Handling of sudden crash could be improved

Open dwyart opened this issue 2 months ago • 1 comments

Running in a Kubernetes environment, we had the PGautoupgrade initContainer fail during the migration, so the container died (but the filesystem was modified). It was then restarted automatically, but:

if [ -f "$UPGRADE_LOCK_FILE" ]; then
  echo "Upgrade lock file already exists, indicating an incomplete previous upgrade.
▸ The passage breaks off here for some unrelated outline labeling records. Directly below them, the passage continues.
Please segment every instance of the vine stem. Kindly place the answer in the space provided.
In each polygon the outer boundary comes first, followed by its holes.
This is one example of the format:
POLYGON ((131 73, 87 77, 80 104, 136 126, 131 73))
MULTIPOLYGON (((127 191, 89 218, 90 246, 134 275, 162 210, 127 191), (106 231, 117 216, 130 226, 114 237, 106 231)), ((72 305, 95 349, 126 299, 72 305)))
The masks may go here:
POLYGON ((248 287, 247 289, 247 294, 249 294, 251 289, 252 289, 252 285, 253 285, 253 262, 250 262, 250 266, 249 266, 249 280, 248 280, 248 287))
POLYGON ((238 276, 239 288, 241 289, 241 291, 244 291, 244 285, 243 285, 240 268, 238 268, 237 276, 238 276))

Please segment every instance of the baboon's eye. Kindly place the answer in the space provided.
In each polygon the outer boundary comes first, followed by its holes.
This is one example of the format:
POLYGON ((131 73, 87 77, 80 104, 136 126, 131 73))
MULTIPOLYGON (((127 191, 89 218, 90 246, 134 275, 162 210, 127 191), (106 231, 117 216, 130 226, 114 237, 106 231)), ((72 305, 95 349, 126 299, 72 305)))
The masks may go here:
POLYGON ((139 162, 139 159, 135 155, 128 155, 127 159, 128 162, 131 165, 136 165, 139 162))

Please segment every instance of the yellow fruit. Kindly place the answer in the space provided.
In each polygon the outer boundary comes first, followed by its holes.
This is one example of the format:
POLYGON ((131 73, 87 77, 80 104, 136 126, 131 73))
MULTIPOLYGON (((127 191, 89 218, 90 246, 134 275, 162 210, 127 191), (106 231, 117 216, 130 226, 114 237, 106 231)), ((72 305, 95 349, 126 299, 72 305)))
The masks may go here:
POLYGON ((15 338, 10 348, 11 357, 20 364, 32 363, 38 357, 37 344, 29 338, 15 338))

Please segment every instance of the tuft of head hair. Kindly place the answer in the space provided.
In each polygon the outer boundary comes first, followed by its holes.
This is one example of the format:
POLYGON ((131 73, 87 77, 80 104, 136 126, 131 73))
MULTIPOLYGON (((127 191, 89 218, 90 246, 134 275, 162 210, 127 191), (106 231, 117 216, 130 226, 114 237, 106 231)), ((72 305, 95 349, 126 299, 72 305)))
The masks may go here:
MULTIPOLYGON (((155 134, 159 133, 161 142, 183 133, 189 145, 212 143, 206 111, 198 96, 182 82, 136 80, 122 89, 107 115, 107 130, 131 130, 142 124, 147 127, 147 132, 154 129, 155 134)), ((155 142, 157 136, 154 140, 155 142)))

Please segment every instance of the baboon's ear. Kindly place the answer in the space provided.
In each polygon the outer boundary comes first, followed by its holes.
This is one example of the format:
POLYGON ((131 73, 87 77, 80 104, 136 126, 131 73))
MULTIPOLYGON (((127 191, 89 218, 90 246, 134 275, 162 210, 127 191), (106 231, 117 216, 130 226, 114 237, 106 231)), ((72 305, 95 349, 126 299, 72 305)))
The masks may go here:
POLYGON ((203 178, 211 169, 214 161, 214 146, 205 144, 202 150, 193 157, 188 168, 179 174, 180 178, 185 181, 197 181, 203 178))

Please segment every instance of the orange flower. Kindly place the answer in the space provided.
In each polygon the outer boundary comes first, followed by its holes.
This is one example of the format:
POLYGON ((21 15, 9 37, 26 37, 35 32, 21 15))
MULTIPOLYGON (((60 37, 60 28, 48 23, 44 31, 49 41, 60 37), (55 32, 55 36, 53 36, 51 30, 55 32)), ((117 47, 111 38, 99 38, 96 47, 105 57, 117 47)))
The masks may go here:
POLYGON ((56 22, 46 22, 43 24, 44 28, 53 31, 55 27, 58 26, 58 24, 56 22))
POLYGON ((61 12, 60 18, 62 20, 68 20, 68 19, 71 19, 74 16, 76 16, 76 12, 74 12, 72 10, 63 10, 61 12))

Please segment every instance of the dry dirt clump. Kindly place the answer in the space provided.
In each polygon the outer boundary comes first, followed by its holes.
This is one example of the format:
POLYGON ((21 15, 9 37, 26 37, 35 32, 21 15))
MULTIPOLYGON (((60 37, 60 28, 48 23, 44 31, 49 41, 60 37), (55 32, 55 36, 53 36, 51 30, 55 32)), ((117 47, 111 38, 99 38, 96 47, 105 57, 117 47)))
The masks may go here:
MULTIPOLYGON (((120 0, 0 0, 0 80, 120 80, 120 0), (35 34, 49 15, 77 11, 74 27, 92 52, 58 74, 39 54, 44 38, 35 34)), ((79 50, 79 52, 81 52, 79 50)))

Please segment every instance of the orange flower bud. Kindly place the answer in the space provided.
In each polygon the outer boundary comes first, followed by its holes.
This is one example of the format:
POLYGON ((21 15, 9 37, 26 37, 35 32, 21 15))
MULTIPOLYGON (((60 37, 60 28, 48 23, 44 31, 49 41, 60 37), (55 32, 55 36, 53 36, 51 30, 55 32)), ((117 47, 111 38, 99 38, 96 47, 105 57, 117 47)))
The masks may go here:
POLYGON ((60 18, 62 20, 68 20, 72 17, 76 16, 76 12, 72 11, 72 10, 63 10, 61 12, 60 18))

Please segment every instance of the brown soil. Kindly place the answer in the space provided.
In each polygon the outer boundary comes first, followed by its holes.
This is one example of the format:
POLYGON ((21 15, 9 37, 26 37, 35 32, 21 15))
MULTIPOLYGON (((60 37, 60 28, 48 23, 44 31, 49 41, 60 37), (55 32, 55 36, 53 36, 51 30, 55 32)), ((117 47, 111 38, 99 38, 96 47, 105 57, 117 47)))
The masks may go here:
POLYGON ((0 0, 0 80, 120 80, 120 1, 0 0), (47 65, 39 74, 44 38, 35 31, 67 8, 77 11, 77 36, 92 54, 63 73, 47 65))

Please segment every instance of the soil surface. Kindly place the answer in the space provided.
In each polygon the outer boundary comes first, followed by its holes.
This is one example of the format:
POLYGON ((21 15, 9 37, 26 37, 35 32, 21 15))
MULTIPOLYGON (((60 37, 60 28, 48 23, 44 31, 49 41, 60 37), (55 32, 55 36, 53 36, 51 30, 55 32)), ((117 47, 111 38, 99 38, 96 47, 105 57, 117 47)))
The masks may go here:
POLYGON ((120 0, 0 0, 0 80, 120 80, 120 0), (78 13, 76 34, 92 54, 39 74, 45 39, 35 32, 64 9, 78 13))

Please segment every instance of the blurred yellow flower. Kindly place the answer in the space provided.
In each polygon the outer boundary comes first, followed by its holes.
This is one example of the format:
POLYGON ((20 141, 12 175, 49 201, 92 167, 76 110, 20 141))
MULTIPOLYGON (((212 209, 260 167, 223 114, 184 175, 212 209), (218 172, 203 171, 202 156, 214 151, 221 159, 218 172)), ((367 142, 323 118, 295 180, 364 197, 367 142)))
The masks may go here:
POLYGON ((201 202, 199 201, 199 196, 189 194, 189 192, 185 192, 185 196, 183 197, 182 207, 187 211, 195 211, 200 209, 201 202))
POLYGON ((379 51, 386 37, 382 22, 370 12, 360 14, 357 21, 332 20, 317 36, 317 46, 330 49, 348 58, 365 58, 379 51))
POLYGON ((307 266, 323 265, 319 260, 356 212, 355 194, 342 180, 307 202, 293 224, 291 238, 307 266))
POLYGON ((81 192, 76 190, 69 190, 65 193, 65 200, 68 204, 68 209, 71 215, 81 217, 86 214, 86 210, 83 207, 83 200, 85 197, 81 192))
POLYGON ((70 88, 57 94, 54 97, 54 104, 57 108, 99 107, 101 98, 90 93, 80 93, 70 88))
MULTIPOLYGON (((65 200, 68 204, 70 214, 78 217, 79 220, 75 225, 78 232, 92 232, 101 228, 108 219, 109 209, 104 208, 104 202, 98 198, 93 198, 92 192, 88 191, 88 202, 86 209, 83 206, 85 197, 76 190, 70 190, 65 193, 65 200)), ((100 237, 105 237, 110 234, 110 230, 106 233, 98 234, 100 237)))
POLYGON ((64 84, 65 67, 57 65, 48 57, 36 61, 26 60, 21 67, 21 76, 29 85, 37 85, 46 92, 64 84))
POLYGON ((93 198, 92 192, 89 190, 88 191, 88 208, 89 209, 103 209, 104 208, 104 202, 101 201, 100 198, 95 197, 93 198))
Exiting."
  exit 1
fi

if ! _is_sourced; then
	_main "$@"
fi

did not work, because mv -v "${PGDATA}"/* "${OLD}" also moves the lockfile

	if [ -s "$PGDATA/PG_VERSION" ]; then
		DATABASE_ALREADY_EXISTS='true'
	fi

also doesn't work as again mv has moved PG_VERSION inside old/, so we end up trying docker_init_database_dir, which is not what we want for a "migration only" scenario.

Nov 13 '25 12:11 dwyart

I generally agree that pgautoupgrade could restore the state of the data directory when it exits. pg_upgrade leaves the existing data untouched if I am informed correctly.

I am a bit unsure if I have capacity to implement this soon. Because I think it's not that trivial and needs proper testing. Somewhere EXIT needs to be trapped, the "move back" operation needs to occur and the error code needs to be re-raised in order for Kubernetes to register the failure. Plus there is the special scenario for Postgres v18 where we cannot move things back to $PGDATA since the data could also be mounted at /var/lib/postgresql. There is also a potential race-condition with our healthcheck that if we move back the data, the lock file is "gone", then we query the Postgres database, which is not there, and the container might be terminated faster than our cleanup had the chance to run.

Nov 20 '25 08:11 andyundso